But there’s still the elephant in the room—a big, oily elephant. Although teams like Arsenal and Manchester United may find that Everton and Newcastle have gained some ground, the impact of foreign oil billions has meant that a pair of teams need not concern themselves. When it comes to wealth and spending-power, Chelsea and Manchester City are in a whole new class, thanks to their sugar oil daddies. Roman Abramovich at Chelsea, and Sheikh Mansour bin Zayed al Nahan at Manchester City have plenty of cash on hand to re-up their clubs’ coffers, should the likes of Everton start sniffing around the players they’d prefer. As a friend of mine once said, their war chests’ impact on the transfer market “is akin to playing Football Manager using the cheat code for infinite money.”

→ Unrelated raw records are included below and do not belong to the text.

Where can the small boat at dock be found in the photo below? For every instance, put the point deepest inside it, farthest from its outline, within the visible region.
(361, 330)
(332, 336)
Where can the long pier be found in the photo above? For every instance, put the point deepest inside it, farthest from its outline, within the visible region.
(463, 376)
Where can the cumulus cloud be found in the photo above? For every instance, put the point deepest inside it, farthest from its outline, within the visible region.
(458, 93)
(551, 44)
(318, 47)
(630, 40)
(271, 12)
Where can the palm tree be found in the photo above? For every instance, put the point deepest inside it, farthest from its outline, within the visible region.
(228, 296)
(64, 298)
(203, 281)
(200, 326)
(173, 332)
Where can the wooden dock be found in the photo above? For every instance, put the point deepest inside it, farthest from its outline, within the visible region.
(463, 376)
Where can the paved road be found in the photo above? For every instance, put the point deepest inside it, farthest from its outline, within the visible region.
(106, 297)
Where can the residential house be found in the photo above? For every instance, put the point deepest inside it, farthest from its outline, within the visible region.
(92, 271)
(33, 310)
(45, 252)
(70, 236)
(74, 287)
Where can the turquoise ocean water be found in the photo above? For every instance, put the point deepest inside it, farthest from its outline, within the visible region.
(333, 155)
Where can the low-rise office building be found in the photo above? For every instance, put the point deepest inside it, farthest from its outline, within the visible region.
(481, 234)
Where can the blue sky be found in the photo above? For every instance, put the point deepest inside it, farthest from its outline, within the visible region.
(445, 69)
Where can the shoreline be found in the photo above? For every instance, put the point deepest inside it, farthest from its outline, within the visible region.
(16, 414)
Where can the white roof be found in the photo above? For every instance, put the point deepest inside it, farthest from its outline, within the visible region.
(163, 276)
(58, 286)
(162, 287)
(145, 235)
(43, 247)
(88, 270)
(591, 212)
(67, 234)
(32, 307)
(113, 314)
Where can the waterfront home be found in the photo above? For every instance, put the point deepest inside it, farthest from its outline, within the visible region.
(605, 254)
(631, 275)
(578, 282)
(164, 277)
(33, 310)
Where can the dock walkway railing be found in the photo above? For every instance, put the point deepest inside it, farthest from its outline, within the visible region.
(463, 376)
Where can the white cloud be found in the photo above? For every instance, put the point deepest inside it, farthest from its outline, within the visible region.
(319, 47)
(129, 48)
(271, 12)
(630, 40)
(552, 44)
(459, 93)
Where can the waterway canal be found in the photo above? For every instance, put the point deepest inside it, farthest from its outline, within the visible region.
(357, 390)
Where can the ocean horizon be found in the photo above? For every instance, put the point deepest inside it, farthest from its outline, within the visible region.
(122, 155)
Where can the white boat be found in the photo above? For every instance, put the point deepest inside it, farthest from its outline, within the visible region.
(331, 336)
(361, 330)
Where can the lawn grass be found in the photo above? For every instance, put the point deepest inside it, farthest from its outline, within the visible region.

Although the wealth of Chelsea’s owner Abramovich is more reasonable—a mere $9 billion—Mansour’s is almost incomprehensible. Last year, due to a violation of UEFA’s Financial Fair Play regulations, Manchester City was forced to pay nearly £50 million in fines. That is more money than most of us are likely to see in our entire lives. But for Sheikh Mansour, whose fortune has been estimated at $1 trillion, it’s a pittance.

These numbers can be mind-boggling, so let’s break it down. Knock off a few zeros—six, to be exact—and let’s say that Sheikh Mansour’s fortune is the equivalent of $1 million, instead of $1 trillion. Now, put yourself in his shoes. You like sports, you have, say, a semi-pro soccer team you sponsor join your spare time, with your $1 million fortune. Well, you paid more for cleats than you’re allowed to in the league rules, so the powers that be slapped you with a fine. The equivalent to Manchester City’s actual £49 million fine, in dollars and scaled down, would be $78. Of your $1,000,000 fortune, because of not abiding by the league’s financial rules, you have to pay $78. You’re a millionaire, and this is, essentially, a parking ticket.

That’s what Manchester City brings to the table. Financial Fair Play is a noble idea, but so long as this magnitude of cash is involved, for teams like Manchester City, it’s little more than a gnat, a mosquito, a parking ticket—an annoyance soon forgotten.